Challenges in Finding the Seminole Heights Killer

TAMPA (970 WFLA) -- Detectives investigating the Seminole Heights murders face challenges that aren't present in cases where the victim and suspect knew each other.

Retired police officer Jim Diamond has more than four decades experience in law enforcement, and currently works as a security consultant. He says that unless the shooter starts talking, detectives will need people in the neighborhood to say something, when they see something unusual. 

"If it's unusual, if it's unique, if it's repetitive, if it's strange, (residents) need to make note, and they need to notify police," according to Diamond. 

Diamond says because the attacker is shooting victims at a distance rather than killing them at close range through some other method, physical evidence is nonexistent. 

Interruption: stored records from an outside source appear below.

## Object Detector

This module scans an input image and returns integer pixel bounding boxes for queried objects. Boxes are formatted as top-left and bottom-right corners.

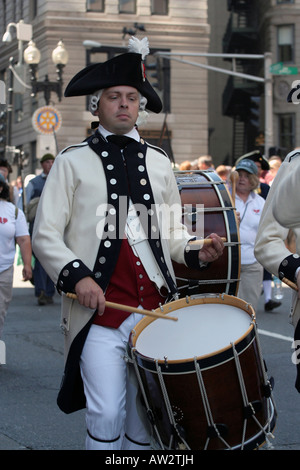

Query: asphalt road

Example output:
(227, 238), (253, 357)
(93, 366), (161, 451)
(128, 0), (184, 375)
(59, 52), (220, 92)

(0, 267), (300, 450)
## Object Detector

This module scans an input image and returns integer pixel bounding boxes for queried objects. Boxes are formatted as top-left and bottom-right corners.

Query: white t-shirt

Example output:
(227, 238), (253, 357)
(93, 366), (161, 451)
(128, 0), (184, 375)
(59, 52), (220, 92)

(0, 199), (29, 273)
(235, 191), (265, 264)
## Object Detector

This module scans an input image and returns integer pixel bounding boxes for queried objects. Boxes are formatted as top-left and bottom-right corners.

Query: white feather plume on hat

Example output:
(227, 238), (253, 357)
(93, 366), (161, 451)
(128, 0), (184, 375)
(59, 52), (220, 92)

(128, 36), (150, 60)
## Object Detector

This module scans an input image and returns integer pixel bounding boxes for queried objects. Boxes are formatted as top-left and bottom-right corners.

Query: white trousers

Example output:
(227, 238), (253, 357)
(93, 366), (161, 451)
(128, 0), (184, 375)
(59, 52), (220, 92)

(0, 265), (14, 338)
(80, 313), (150, 450)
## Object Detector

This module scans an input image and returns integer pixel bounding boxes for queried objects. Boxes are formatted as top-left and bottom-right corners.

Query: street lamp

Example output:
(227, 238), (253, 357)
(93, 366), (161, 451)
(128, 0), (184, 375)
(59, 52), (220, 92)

(24, 40), (69, 106)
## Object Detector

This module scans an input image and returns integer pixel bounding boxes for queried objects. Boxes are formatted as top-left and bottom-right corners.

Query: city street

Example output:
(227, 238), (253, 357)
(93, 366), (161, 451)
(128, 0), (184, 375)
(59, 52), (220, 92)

(0, 267), (300, 450)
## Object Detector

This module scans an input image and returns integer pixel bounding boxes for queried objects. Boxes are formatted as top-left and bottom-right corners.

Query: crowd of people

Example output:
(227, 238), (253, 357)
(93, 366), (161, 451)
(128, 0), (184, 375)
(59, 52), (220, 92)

(0, 34), (300, 450)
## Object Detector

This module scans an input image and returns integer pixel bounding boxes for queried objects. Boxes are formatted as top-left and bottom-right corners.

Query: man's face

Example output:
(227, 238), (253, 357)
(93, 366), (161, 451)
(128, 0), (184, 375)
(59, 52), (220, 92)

(95, 85), (140, 134)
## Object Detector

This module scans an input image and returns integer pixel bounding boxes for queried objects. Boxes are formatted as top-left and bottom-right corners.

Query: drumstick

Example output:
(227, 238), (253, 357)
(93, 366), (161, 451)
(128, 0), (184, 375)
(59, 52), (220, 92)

(230, 171), (239, 206)
(189, 237), (227, 245)
(66, 292), (178, 321)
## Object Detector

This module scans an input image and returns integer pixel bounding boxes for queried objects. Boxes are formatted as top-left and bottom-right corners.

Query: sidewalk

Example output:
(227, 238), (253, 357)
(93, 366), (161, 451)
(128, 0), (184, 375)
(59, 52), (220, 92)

(0, 266), (85, 451)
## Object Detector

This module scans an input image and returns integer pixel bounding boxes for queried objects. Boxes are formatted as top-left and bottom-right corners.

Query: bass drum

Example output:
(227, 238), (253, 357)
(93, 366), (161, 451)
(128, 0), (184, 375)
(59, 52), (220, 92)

(173, 170), (241, 297)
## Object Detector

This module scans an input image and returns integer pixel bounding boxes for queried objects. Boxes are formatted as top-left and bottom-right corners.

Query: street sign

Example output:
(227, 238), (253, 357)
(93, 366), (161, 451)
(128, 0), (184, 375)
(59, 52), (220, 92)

(270, 62), (298, 75)
(32, 106), (62, 135)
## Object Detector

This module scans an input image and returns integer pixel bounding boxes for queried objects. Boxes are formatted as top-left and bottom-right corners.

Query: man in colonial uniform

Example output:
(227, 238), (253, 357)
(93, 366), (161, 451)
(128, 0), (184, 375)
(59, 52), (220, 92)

(255, 150), (300, 392)
(33, 38), (223, 450)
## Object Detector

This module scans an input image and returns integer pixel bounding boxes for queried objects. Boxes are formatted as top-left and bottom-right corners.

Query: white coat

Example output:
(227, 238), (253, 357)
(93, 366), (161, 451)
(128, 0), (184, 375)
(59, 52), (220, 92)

(33, 134), (197, 412)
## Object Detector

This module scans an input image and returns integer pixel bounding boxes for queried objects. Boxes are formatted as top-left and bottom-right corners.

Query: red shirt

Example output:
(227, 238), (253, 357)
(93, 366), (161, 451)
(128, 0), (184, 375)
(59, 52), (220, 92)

(94, 238), (165, 328)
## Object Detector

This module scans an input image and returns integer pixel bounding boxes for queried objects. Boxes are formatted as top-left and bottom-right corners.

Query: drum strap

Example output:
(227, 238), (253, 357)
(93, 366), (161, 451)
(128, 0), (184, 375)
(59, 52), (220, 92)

(125, 200), (167, 290)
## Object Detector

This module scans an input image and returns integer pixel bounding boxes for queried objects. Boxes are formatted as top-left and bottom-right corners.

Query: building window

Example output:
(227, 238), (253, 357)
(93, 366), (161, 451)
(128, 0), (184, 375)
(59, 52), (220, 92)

(151, 0), (169, 15)
(119, 0), (136, 13)
(277, 25), (294, 62)
(86, 0), (104, 11)
(278, 113), (295, 153)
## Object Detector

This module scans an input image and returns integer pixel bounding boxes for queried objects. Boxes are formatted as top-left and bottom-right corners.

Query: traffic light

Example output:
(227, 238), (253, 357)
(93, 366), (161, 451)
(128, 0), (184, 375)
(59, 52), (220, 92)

(0, 111), (6, 146)
(249, 96), (261, 129)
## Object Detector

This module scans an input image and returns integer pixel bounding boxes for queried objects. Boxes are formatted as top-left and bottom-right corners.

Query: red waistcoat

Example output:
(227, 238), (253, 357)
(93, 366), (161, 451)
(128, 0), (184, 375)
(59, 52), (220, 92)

(94, 238), (165, 328)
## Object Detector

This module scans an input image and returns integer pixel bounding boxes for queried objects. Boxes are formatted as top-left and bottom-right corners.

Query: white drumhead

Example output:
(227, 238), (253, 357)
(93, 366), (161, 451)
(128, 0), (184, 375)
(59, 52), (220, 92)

(135, 303), (251, 361)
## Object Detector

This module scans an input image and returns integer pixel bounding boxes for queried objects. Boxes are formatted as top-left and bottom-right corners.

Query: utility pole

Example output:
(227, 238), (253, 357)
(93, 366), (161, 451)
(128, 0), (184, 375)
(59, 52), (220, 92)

(156, 52), (274, 157)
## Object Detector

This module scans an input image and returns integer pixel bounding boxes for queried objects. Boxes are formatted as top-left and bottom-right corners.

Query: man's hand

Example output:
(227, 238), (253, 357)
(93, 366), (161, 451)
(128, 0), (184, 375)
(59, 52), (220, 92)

(75, 277), (105, 315)
(198, 233), (224, 263)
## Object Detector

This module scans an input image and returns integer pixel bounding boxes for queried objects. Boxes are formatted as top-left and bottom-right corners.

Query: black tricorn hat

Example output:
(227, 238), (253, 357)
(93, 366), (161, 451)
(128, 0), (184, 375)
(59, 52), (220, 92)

(65, 52), (162, 113)
(235, 150), (270, 170)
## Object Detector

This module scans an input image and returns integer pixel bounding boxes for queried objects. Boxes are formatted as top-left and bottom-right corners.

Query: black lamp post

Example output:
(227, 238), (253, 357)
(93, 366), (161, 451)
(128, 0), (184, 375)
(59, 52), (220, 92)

(24, 41), (69, 106)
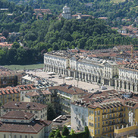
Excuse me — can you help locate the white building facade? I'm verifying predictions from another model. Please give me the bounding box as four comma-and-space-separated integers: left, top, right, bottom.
44, 51, 118, 86
115, 64, 138, 94
71, 103, 88, 131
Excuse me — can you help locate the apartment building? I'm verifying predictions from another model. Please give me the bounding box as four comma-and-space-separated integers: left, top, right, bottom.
71, 90, 138, 138
0, 66, 23, 88
24, 90, 51, 104
115, 61, 138, 94
17, 84, 38, 101
1, 102, 47, 120
48, 84, 86, 114
0, 111, 52, 138
0, 85, 36, 105
0, 86, 20, 105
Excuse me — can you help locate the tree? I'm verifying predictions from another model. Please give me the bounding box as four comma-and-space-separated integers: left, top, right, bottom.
54, 129, 62, 138
48, 130, 55, 138
62, 126, 69, 136
84, 126, 90, 138
47, 103, 56, 120
12, 42, 20, 49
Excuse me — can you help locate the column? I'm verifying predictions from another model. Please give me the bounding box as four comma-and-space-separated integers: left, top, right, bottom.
130, 83, 134, 91
118, 80, 121, 89
122, 81, 124, 90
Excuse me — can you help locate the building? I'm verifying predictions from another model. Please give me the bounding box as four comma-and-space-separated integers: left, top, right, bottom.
0, 86, 20, 105
19, 84, 38, 101
115, 61, 138, 94
61, 5, 72, 19
24, 90, 51, 104
44, 51, 118, 86
48, 84, 85, 115
0, 111, 52, 138
71, 90, 138, 138
1, 102, 47, 120
71, 101, 88, 131
0, 85, 36, 105
0, 66, 23, 88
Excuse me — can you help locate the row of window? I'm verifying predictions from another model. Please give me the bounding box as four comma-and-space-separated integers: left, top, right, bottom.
89, 110, 100, 116
3, 134, 34, 138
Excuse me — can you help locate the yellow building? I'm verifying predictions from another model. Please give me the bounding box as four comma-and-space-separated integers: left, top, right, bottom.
23, 90, 51, 104
0, 111, 52, 138
72, 90, 138, 138
0, 85, 36, 105
0, 87, 20, 105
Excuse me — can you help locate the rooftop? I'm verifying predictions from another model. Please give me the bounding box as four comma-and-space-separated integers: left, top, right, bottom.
1, 111, 34, 120
2, 102, 47, 110
72, 90, 138, 109
0, 120, 52, 134
49, 83, 85, 95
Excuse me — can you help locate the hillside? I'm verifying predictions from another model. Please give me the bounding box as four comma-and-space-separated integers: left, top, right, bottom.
0, 0, 138, 65
7, 0, 138, 27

Diamond says without clues from the public, detectives need the suspect "running off at the mouth or ... bragging to someone" or having an associate who does the same. 

There is surveillance video of a person of interest in the Seminole Heights murder cases... although it doesn't show the face of a potential attacker. Diamond says that other aspects of the video could reveal the assailant, to friends or family. "Frequently, people can recognize someone they're familiar with, by their walk, by their gait, or by their mannerisms," Diamond said. 

"If it walks like a duck and talks like a duck and hangs around with ducks, it might be a duck," Diamond says.